1st Edition

Plural Ecologies in Southeast Asia Hierarchies, Conflicts, and Coexistence

    224 Pages 4 B/W Illustrations
    by Routledge

    This book draws on ethnographic studies in Southeast Asia to provide new insights into human–environmental relationships and ecologies, together with a set of theoretical innovations.

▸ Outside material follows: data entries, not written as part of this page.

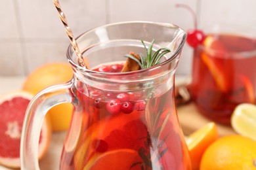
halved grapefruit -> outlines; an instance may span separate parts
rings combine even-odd
[[[19,168],[21,130],[26,110],[33,95],[17,91],[0,96],[0,164]],[[51,124],[46,117],[40,135],[39,159],[47,152],[51,136]]]

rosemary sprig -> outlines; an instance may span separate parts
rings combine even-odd
[[[144,43],[144,41],[141,41],[141,42],[142,43],[145,49],[146,56],[144,56],[143,54],[140,54],[139,56],[140,58],[140,61],[131,54],[125,54],[125,57],[135,60],[140,65],[141,69],[148,69],[159,64],[160,60],[164,55],[170,52],[171,50],[167,47],[161,48],[152,55],[152,49],[154,42],[155,40],[153,39],[148,48],[147,48]]]

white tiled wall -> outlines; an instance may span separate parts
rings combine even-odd
[[[199,26],[203,29],[211,28],[214,22],[230,25],[239,22],[249,23],[249,31],[256,31],[256,1],[199,1],[60,2],[75,37],[96,26],[127,20],[169,22],[184,30],[193,28],[191,14],[175,7],[177,3],[186,4],[194,10],[200,6]],[[69,39],[52,0],[1,0],[0,20],[0,76],[26,75],[43,63],[66,61]],[[192,51],[186,44],[177,74],[190,73]]]

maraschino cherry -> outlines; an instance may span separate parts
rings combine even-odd
[[[186,42],[192,48],[196,48],[199,44],[203,42],[205,35],[202,30],[198,29],[196,15],[195,12],[188,5],[184,4],[177,4],[177,7],[183,7],[188,10],[193,16],[194,29],[187,31]]]

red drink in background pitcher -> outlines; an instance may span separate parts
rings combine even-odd
[[[194,49],[190,92],[207,117],[230,124],[240,103],[255,103],[256,40],[210,34]]]

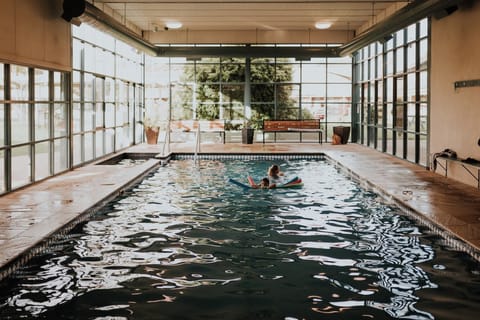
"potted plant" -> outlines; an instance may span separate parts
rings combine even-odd
[[[242,143],[252,144],[255,129],[252,128],[250,121],[245,121],[242,128]]]

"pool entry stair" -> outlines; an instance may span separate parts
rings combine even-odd
[[[191,144],[170,148],[173,155],[194,155]],[[161,153],[162,145],[135,146],[0,197],[0,279],[41,252],[52,236],[68,231],[165,164],[169,156],[155,158]],[[365,187],[480,259],[480,191],[418,165],[356,144],[204,144],[197,156],[288,158],[308,154],[324,155]]]

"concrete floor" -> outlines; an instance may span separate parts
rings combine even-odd
[[[161,145],[126,150],[161,153]],[[193,152],[172,144],[171,152]],[[350,174],[397,201],[409,212],[456,235],[480,252],[480,190],[420,166],[356,144],[202,144],[202,153],[325,153]],[[0,197],[0,279],[35,254],[34,248],[84,213],[93,213],[138,181],[159,160],[138,165],[91,164]]]

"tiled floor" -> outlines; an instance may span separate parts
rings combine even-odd
[[[193,152],[171,145],[171,152]],[[128,152],[162,153],[160,145]],[[480,250],[480,190],[356,144],[202,144],[203,153],[325,153],[361,180]],[[16,261],[62,226],[118,195],[158,164],[88,165],[0,197],[0,267]]]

    Contextualizing ecologies in this region as pluralizing or hegemonic, conflictive or cooperative, the case studies in these chapters bring into dialogue ontological approaches, the issue of distinct worldviews and concepts of nature on the one hand and political ecology and power relations on the other. They discuss plural ecologies in diverse settings, reaching from urban Vietnam to the Javanese coast and the dense forests of the Southeast Asian highlands. Southeast Asia is one of the most biodiverse and culturally diverse regions in the world. Thus, what occurs in this region is vitally important to the future of Earth.

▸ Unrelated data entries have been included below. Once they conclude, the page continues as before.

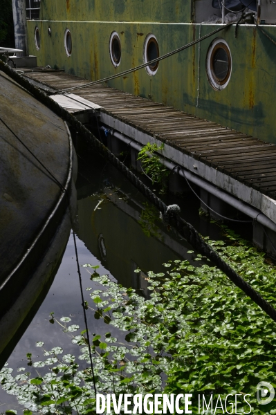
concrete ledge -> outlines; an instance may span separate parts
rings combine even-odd
[[[276,201],[252,187],[246,186],[232,177],[219,172],[217,169],[208,166],[191,156],[182,153],[172,146],[164,143],[156,136],[142,131],[127,124],[125,120],[121,121],[102,110],[100,110],[100,120],[106,125],[133,138],[143,145],[147,142],[156,142],[158,145],[164,144],[162,156],[183,166],[192,172],[194,174],[202,177],[243,202],[259,209],[264,214],[274,223],[276,223]]]

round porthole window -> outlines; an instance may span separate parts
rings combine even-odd
[[[40,49],[40,33],[39,29],[36,26],[35,29],[35,44],[37,50]]]
[[[207,74],[212,86],[221,91],[227,86],[232,72],[232,57],[224,39],[214,40],[207,54]]]
[[[117,68],[121,62],[121,42],[117,32],[113,32],[110,37],[109,53],[112,64]]]
[[[64,33],[64,48],[67,56],[72,53],[72,37],[69,29],[66,29]]]
[[[159,46],[156,37],[150,33],[145,41],[144,45],[144,62],[146,64],[156,57],[159,57]],[[159,62],[155,62],[146,66],[147,72],[149,75],[155,75],[158,68]]]

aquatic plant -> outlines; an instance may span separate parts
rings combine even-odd
[[[140,219],[138,221],[142,232],[148,237],[151,236],[161,239],[162,236],[160,232],[160,226],[158,226],[161,222],[159,212],[148,202],[143,204],[145,210],[142,210]]]
[[[163,191],[165,191],[169,171],[160,163],[156,155],[156,151],[161,151],[163,148],[164,145],[158,147],[156,143],[148,142],[142,147],[137,159],[141,161],[142,169],[152,183],[158,183],[162,187]]]
[[[275,266],[223,228],[230,243],[205,239],[275,305]],[[259,381],[276,387],[275,324],[205,258],[192,251],[188,254],[199,266],[176,260],[163,264],[164,273],[148,273],[149,299],[107,275],[93,274],[101,289],[87,288],[91,300],[87,312],[109,325],[104,338],[95,334],[92,338],[98,391],[219,394],[221,398],[228,394],[249,394],[252,414],[276,414],[275,400],[259,405],[256,400]],[[53,313],[50,317],[57,321]],[[80,330],[70,317],[59,322],[67,333]],[[122,333],[123,342],[118,340]],[[95,413],[86,334],[84,331],[73,336],[73,343],[80,349],[77,358],[59,347],[45,349],[44,360],[32,361],[39,370],[35,378],[25,368],[19,368],[17,376],[8,365],[1,371],[2,387],[17,396],[25,415]],[[37,347],[44,344],[38,342]],[[198,413],[196,398],[193,403],[193,413]],[[231,413],[230,407],[228,410]]]

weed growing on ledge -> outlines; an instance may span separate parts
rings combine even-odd
[[[148,142],[138,153],[138,160],[140,160],[142,167],[147,176],[151,180],[152,184],[158,183],[162,187],[163,192],[167,189],[167,179],[169,171],[163,165],[156,151],[163,150],[164,145],[158,147],[156,144]]]
[[[247,241],[225,232],[229,245],[205,240],[275,306],[276,268]],[[149,299],[95,273],[102,288],[88,287],[87,312],[109,324],[104,336],[92,339],[98,393],[192,393],[193,413],[198,413],[198,394],[249,394],[251,414],[276,414],[275,401],[258,405],[256,400],[259,381],[276,387],[275,323],[205,258],[190,254],[201,266],[176,260],[164,264],[164,273],[148,273]],[[80,330],[73,322],[59,320],[67,333]],[[117,338],[122,333],[124,342]],[[44,360],[31,360],[39,371],[35,378],[24,367],[17,375],[8,365],[1,371],[2,387],[17,396],[25,415],[95,413],[86,331],[71,335],[80,347],[77,357],[46,347]]]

    Documenting the plurality and dynamics of ecologies in Southeast Asia, this book provides prime examples for the potentials of alternative human–environmental relationships and sustainable development. It will be of interest to academics studying political ecology, environmental anthropology, sustainability sciences, political sciences, development studies, human geography, human ecology, Southeast Asian studies, and Asian studies.

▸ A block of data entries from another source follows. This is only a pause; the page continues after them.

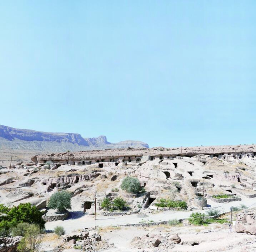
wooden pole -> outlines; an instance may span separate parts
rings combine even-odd
[[[202,210],[204,209],[204,183],[203,186],[203,198],[202,199]]]
[[[95,207],[94,208],[94,219],[96,219],[96,194],[97,193],[97,191],[95,190]]]
[[[9,167],[9,170],[11,170],[11,166],[12,165],[12,157],[11,157],[11,163],[10,164],[10,167]]]

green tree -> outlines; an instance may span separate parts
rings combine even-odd
[[[122,210],[127,205],[126,202],[122,198],[117,197],[113,201],[114,205],[118,210]]]
[[[17,226],[13,227],[11,228],[12,230],[12,236],[24,236],[26,231],[29,228],[31,224],[26,222],[19,223],[17,225]]]
[[[137,178],[128,176],[123,180],[121,187],[122,190],[133,193],[138,193],[143,188],[140,186],[140,183]]]
[[[71,209],[71,194],[66,190],[54,193],[49,200],[47,206],[49,208],[58,209],[59,212]]]
[[[17,248],[19,252],[37,252],[39,251],[44,234],[38,225],[31,225],[25,232]]]

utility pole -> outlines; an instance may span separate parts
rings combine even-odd
[[[204,183],[203,186],[203,198],[202,199],[202,210],[204,209]]]
[[[10,164],[10,167],[9,167],[9,170],[11,170],[11,166],[12,165],[12,155],[11,157],[11,163]]]
[[[232,232],[232,207],[230,208],[231,214],[230,217],[230,232]]]
[[[95,207],[94,208],[94,219],[96,219],[96,194],[97,193],[97,191],[95,190]]]

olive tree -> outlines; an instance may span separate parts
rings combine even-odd
[[[59,212],[71,209],[71,194],[65,190],[54,193],[49,200],[47,206],[58,209]]]
[[[138,193],[143,188],[140,186],[140,183],[137,178],[128,176],[123,180],[121,187],[122,190],[133,193]]]

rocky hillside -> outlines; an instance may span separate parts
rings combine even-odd
[[[148,148],[148,145],[142,142],[131,140],[109,143],[105,136],[84,138],[76,133],[42,132],[0,125],[0,148],[5,150],[74,151],[128,147]]]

    Chapter 1. Introduction. Plural Ecologies: Beyond ontology and political ecology in Southeast Asia, Guido Sprenger, Michaela Haug, Kristina Großmann, Timo Duile; Chapter 2. Ontologies of possibility: Future-oriented indeterminacy in Southeast Asian animism, Guido Sprenger; Chapter 3. Conflicting ways of dealing with invisible human-like beings: Including – Neglecting – Ignoring, Susanne Rodemeier; Chapter 4. Home of spirits and loggers: Plural perspectives on the forest in Indonesian Borneo, Michaela Haug; Chapter 5. Animism and indigenous movements in Indonesia, Timo Duile; Chapter 6. Negotiating plural ecologies of adat land in Indonesia, Kristina Großmann; Chapter 7. Ecological disturbances: Negotiating indigeneity and access to land in Indonesia, Birgit Bräuchler; Chapter 8. Entrepreneurial ecologies in a Javanese fishery, Katharina Schneider; Chapter 9. The reinvention of moral ecologies in Indonesia, Thomas Reuter; Chapter 10. "Talking" trees: Urban ecologies in late socialist Hanoi, Gertrud Hüwelmeier; Chapter 11. A positive other? Comprehending the hope in animism’s overcoming the capitalist socio-ecological crisis, Michael Kleinod

    Biography

    Timo Duile is a researcher at the Department of Southeast Asian Studies, University of Bonn, Germany.

    Kristina Großmann is a professor at the Department of Southeast Asian Studies, University of Bonn, Germany.

    Michaela Haug is a substitute professor at the Department of Social and Cultural Anthropology, University of Freiburg, Germany.

    Guido Sprenger is a professor at the Institute of Anthropology, Heidelberg University, Germany.